The Walter Byers Scholar (also known as Walter Byers Scholarship, and Walter Byers Postgraduate Scholarship) program is a scholarship program that recognizes the top male and female student-athlete in NCAA sports and that is awarded annually by the National Collegiate Athletic Association (NCAA). It is considered to be the NCAA's highest academic award. The NCAA initiated the Walter Byers Scholarship program in 1988 in recognition of the service of Walter Byers. The award is a postgraduate scholarship program designed to encourage excellence in academic performance by student-athletes. The recipients each year are the one male and one female student-athlete who has combined the best elements of mind and body to achieve national distinction for his or her achievements, and who promises to be a future leader in his or her chosen field of career service.
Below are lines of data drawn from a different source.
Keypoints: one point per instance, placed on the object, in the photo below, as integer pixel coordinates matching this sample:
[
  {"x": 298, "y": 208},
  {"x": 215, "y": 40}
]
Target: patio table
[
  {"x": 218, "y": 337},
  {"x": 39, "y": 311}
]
Winners receive scholarships for postgraduate study.

Details
, the stipend for each Byers Scholarship was $24,000 for an academic year. The scholarship amount is adjusted for the cost of living. The grant may be renewed for a second year based on academic progress. Financial need is not a factor in the granting of these scholarships. United States citizenship is not required to satisfy eligibility requirements. Awards from other sources will not disqualify an applicant, except that an awardee may not use more than one NCAA postgraduate scholarship. The Walter Byers Postgraduate Scholarship Program is separate and distinct from the NCAA Postgraduate Scholarship Program, which provides annual awards with smaller stipends.

The five-person Walter Byers Scholarship Committee, established by the NCAA membership and appointed by the NCAA Divisions I, II and III Management Councils, administers the program. The committee membership is required to include at least one man and one woman, at least one member from each division and subdivision of Division I, and one member each from Division II and Division III.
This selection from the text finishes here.